Kotaku a few days prior to this article published a report on allegations made by former employees and contract workers about widespread misconduct and sexual harassment while working for Nintendo of America. This report prompted Nintendo of America’s president Doug Bowser to issue a statement to its employees in an internal email indicating that he will “…investigate any allegations we become aware of, and we are actively investigating these most recent claims.”
Stories began to surface recently about the frat boy culture and sexual harassment of Nintendo’s contract employees, product testers and game testers when a few anonymous sources stepped forward to share their stories and experiences. A female contract game tester shared her recent experiences with Nintendo, saying, “Nintendo was almost like a nightmare. It’s sad because I love Nintendo; I grew up with Nintendo.” This particular tester, who remained anonymous, reported a wide gender pay gap amongst her male counterparts, and when she stepped forward to her contract company Aerotek to report abusive group chat messages amongst Nintendo employees, she was told to be “less outspoken.” This led to a chain of events that forced her out of the company and seek work elsewhere.
These reports are primarily coming out of the Nintendo of America studios in Redmond, Washington, which employs roughly 1,229 according to Nintendo’s own numbers. The percentage of women employed full time is roughly 37% compared to their male counterparts. Interestingly enough, they don’t report the number of contract workers and employees like the Japanese, European and Australian studios do. It is truly unknown how many contract employees Nintendo of America really employ.
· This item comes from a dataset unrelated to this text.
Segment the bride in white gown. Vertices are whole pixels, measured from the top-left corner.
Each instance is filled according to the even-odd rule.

The Japanese Nintendo studios report far fewer numbers of full-time female employees, which hover around 20%.
Nintendo of America uses the contract company Aerotek for the majority of its temp work in game and product testing, and has been subject to a multitude of labor lawsuits over the years regarding age, sex, and race. discrimination. One of those lawsuits required the company to pay a 3 million dollar settlement from the Equal Employment Opportunity Commission.
In the same report, Kotaku reached out to many other current and former employees and contractors working for Nintendo and validated many of the allegations made against the Japanese-based company. Kotaku collected data from multiple other sources over months of investigating citing a rampant “frat house” culture amongst full-time male employees, “favoritism” to certain female counterparts, unwanted advancements from higher-ups, discriminatory comments toward women who identify as homosexual, and many other damaging allegations. Many of these employees would report to Human Resources, but be told maybe they were “misinterpreting” comments, or were made to “feel guilty” about making such reports.
We’ve seen widespread gender discrimination and harassment disproportionately toward females within the video game development workplace come to light over recent years thanks to brave people stepping forward to report misconduct and misdeeds, and cultural changes being made as a result. It seems even Nintendo is not immune to toxic workplace culture, despite Nintendo’s pledges to increase their management teams to include more women, and foster a more inclusive workplace. This story will be developing as we find out more.